Brazil's huge distances, shaky infrastructure, security problems and varying climate have turned the World Cup into a logistical nightmare for teams, officials and the media.
But the secretary general of world soccer's governing body FIFA, Jerome Valcke, admitted nobody will face as many difficulties as the hundreds of thousands of visiting fans who face high prices for limited transport and hotel options.
Valcke warned that fans could not just turn up in cities and sleep in their cars or at camping sites as they did in Germany eight years ago while they could not simply hop on trains to get from one place to another because there aren't any.
"The biggest challenge will be for them," Valcke told a group of international news agency reporters. "It will not be for the media, it will not be for the teams, it will not be for the officials, it will be for the fans.
"I know it's difficult to speak without creating a number of problems...but my message to the fans would be just make sure you are organized when you go to Brazil.
"You cannot sleep on the beach, firstly because it's winter...Make sure you organize your accommodation, you cannot just arrive with a backpack and start walking, there are no trains, you cannot drive (from one venue to another).
"Don't just turn up thinking it is in Germany, that it's easy to move around the country. In Germany, you could sleep in your car, you can't do that (in Brazil)."
Brazil's preparations have been plagued by delays in building stadiums and other infrastructure amid mounting public anger at the cost.
Critics say Brazilian organizers have made life more difficult than it should be by hosting the event in 12 cities around the country when eight would have been enough.
Valcke said FIFA was persuaded to agree to so many host cities by then Brazilian President Luiz Inacio Lula da Silva.
"How do you say (in advance) it is not going to work?" said Valcke.
"It's true you multiply the risk by having more stadiums.
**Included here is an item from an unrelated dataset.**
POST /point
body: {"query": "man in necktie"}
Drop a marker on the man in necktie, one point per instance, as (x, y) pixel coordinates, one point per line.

But you face a situation where you have a government and a president, at the time it was Lula, who is explaining to you that the...World Cup should be for the whole of Brazil and not just limited to a few cities.
"He said that the last time Brazil had the World Cup was in 1950, that this World Cup is in a country which is in development, that it is important to bring all the people together and to bring this energy to Brazil."
Former head of the local organizing committee Ricardo Teixeira, who was also a FIFA executive committee member at the time, was equally persuasive, Valcke added.
"When it's coming to the executive committee from a fellow member, who will say no?" he said.
Logistics were further complicated because organizers then decided that teams would play their group games in three different venues rather than staying in the same place.
"I was thinking that the logical thing is to divide the 32 teams in four groups and avoid moving them to (other) zones of the country," said Valcke.
But again FIFA was persuaded to change plans because Brazilian organizers wanted their own team to play in as many cities as possible.
"It was also a request from Brazil because they did not want Brazil to play only in one corner of the country, and that they could not make Brazil travel and all the other teams just stay in one place," said Valcke.
He admitted that Brazil's huge size made a big difference but added: "You are not looking at all these factors to make these final decisions, you look more at the spirit of the competition."
Valcke said FIFA was aware at the time of Brazil's limited air transport and airports but believed that would be fixed in time for the event.
"We knew...but it was in 2009 and you can expect you have five years to make a change, five years for a country to make sure that when a decision is made at the request of the country that the structure is in place to deliver what you have agreed."
However, flights remain in short supply while work on new airport terminals has fallen behind in most of the host cities, heightening the risk of overcrowding and confusion during the tournament.
In one case, a temporary canvas terminal will be used instead of a planned airport expansion to receive fans in Fortaleza,
FIFA now has to hope fans do not miss games because their flights arrive late.
"If you spend five hours in front of a nightclub because you can't get in, that ruins your night...and that is not what should happen," said Valcke.